Here cinema simply acts as the recording media and not an art form onto itself, creating the worst of cinema and the worst of theatre.


Finally, the dramatic story structure demanded by 100-years of developed cinema is different than what is required in the theatre. The perfect book of the stage musical does not directly translate into a screenplay - at all! The mandatory screenplay structure demands a different telling of the story.


Thus, theatre's strength is actually cinema's weakness, and cinema's strength renders what is great about theatre, false.


Think of the great Broadway musical showstoppers; on stage these often are just an actor or actress alone on dark stage, lit with just a follow spot, transforming an audience.


What are they in cinema?

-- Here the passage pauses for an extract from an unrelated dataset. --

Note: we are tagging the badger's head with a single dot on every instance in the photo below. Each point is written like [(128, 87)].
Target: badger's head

The opposite. Don't believe me?


What would you rather see? Barbara Streisand on stage with a solo spot, singing "Don't Rain On My Parade!" or as it was rendered in the movie Funny Girl?


Enough said.


Equally though, there are moments when things are indeed better in a movie.

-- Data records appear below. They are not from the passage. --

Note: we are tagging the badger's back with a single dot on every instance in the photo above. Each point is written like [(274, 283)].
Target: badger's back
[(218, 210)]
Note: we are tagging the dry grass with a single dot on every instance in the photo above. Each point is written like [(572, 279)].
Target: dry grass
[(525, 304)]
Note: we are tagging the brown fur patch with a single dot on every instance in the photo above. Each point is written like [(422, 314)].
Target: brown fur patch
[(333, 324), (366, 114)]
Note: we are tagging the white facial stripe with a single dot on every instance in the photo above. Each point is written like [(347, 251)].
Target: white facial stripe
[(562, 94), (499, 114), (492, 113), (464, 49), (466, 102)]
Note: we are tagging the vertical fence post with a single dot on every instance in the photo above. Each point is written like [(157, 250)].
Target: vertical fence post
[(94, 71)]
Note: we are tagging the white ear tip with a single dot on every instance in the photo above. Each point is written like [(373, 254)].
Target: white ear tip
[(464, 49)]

I couldn't help feeling a number of times when I was watching the Tony Award winning ONCE, wonderful as it is, how much more effective certain moments the movie was better at accomplishing.


The visual mise-en-scene of cinema can, in the blink of an eye, convey a tremendous amount of exposition, without it having to be said or spoken about. It can be instantly seen and understood. Remember, we are first visual creatures long before we learn language.


What's that saying? A picture is worth a thousand words.


For me, there is only one near-perfect translation of a stage musical into a work of cinema and that is Bob Fosse's Cabaret.


This is largely because Fosse completely embraced cinema's strengths while finding a way to keep and amplify the power of what was great about the stage show. It was not a literal translation from stage to screen, but rather a complete adaption, morphing from one art form into the other, retelling the story in a new way.


He went on to merge the two mediums even further in his brilliant All That Jazz, as much a love affair with the theatre, as it is the cinema. Required viewing in my mind!